Statistics of Measuring Neutron Star Radii: Assessing A Frequentist and A Bayesian Approach

TL;DR

This paper compares frequentist and Bayesian methods for measuring neutron star radii, finding Bayesian approaches reduce bias and better account for uncertainties, improving the reliability of such measurements.

Contribution

It introduces a Bayesian framework for neutron star radius estimation and compares it with the traditional frequentist approach, highlighting advantages in bias reduction.

Findings

Frequentist approach exhibits biases larger than required accuracy.

Bayesian method yields larger but less biased uncertainties.

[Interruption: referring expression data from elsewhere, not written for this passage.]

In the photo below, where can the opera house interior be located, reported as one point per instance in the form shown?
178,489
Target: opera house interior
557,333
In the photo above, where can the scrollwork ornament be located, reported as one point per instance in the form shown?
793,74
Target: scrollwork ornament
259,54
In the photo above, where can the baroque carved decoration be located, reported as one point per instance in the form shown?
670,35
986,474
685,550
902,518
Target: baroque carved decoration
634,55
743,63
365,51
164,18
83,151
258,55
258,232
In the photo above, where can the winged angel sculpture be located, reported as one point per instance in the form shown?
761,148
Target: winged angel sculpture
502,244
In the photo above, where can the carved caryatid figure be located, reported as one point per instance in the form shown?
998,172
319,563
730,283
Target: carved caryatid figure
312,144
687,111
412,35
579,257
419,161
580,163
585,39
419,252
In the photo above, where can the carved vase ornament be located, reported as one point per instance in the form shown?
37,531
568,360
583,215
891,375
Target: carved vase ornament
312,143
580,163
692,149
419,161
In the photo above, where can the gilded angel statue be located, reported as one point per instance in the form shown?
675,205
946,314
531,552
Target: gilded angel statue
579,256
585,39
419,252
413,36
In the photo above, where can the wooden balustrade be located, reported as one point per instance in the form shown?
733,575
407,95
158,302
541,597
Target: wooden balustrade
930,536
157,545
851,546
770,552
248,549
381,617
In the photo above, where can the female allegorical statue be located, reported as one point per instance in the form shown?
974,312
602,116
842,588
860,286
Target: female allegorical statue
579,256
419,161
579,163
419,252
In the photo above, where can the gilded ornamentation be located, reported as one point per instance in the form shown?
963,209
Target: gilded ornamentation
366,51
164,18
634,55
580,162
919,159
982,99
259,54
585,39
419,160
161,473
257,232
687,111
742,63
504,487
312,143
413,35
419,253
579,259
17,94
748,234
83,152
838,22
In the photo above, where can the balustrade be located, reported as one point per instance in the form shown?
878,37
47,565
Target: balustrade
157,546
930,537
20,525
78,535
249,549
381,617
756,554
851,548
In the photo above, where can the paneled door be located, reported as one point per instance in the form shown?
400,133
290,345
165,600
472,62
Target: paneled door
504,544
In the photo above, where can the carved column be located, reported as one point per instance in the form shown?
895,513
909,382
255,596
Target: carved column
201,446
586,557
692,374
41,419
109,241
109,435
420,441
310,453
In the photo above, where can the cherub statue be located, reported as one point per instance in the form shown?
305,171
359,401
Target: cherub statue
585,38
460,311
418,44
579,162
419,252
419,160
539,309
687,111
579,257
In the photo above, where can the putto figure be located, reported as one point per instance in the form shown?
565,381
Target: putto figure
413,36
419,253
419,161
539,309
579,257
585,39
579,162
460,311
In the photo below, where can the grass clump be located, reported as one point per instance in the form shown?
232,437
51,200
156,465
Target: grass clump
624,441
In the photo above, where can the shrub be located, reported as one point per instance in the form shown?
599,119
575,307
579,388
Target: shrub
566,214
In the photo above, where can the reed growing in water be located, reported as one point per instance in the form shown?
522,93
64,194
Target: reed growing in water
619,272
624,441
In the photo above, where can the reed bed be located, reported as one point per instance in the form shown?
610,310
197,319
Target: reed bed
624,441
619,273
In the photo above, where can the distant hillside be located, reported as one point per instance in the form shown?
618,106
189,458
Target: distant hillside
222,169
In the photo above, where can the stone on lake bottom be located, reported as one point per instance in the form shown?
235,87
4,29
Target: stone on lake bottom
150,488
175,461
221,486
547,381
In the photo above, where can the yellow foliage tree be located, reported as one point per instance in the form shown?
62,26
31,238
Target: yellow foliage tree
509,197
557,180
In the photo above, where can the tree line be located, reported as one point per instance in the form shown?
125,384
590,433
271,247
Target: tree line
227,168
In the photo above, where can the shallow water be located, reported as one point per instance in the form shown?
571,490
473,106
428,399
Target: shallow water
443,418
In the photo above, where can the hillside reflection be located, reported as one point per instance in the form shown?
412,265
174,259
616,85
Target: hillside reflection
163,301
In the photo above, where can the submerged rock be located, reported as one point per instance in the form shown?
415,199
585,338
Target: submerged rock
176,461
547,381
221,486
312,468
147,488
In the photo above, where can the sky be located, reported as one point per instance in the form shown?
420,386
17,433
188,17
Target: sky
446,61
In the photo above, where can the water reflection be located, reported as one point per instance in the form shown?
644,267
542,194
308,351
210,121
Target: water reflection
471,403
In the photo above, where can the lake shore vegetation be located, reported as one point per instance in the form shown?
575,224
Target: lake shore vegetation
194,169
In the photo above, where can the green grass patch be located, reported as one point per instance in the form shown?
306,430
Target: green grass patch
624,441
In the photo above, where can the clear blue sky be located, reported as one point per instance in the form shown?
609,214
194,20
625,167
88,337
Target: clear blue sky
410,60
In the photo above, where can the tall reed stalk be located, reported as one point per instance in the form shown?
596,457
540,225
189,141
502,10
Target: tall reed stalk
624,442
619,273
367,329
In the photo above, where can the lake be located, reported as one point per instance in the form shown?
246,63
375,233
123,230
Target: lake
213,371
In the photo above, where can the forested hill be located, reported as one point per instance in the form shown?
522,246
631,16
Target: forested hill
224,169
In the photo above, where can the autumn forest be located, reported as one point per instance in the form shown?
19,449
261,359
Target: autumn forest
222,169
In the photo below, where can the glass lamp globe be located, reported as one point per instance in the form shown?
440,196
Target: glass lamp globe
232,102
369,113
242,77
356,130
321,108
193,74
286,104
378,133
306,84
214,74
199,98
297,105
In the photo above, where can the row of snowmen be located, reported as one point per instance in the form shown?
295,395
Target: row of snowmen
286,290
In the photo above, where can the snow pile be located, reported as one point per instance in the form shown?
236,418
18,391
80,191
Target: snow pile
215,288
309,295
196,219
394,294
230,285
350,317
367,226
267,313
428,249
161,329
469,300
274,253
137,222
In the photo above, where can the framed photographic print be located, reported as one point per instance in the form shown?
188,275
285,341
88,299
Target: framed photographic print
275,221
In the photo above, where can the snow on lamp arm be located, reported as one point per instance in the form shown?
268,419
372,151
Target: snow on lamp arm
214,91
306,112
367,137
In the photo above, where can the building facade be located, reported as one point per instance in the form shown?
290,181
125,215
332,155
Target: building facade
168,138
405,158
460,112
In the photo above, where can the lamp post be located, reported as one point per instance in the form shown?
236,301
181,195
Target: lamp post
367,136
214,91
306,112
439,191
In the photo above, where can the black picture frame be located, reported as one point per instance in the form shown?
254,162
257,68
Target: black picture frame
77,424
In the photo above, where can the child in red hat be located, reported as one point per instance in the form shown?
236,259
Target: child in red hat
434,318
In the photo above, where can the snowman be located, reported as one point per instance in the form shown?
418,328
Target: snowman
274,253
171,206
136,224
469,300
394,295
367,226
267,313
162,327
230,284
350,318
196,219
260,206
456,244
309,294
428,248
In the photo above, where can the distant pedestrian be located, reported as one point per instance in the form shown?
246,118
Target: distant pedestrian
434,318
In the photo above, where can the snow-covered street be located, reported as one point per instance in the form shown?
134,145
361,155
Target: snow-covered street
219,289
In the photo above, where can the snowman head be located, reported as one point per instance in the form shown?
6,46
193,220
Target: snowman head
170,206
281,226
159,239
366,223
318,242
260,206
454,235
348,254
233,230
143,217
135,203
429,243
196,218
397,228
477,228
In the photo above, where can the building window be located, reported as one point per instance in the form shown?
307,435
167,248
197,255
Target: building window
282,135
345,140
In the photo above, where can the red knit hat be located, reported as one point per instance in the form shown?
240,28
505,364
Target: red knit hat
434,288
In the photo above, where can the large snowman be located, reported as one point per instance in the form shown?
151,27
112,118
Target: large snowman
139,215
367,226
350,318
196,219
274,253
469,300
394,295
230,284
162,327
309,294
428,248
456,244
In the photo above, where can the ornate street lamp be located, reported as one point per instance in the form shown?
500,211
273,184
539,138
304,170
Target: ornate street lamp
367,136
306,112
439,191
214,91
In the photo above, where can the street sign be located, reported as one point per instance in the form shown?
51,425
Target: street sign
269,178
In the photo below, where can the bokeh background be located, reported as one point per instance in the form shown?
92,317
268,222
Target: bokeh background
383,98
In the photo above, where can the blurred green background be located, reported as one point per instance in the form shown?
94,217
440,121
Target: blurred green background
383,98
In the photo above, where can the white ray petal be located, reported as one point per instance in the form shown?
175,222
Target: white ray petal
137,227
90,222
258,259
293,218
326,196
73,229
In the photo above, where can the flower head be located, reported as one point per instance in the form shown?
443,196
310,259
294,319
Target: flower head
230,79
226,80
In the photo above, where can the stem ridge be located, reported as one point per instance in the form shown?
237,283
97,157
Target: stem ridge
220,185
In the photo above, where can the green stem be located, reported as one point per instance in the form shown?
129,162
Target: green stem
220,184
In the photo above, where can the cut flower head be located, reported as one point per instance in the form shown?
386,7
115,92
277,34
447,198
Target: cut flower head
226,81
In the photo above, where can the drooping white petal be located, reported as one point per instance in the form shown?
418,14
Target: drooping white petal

Careful systematic uncertainty assessment removes the need for ad hoc biases.

Abstract

Measuring neutron star radii with spectroscopic and timing techniques relies on the combination of multiple observables to break the degeneracies between the mass and radius introduced by general relativistic effects. Here, we explore a previously used frequentist and a newly proposed Bayesian framework to obtain the most likely value and the uncertainty in such a measurement. We find that, for the expected range of masses and radii and for realistic measurement errors, the frequentist approach suffers from biases that are larger than the accuracy in the radius measurement required to distinguish between the different equations of state. In contrast, in the Bayesian framework, the inferred uncertainties are larger, but the most likely values do not suffer from such biases. We also investigate ways of quantifying the degree of consistency between different spectroscopic measurements from a single source. We show that a careful assessment of the systematic uncertainties in the measurements eliminates the need for introducing ad hoc biases, which lead to artificially large inferred radii.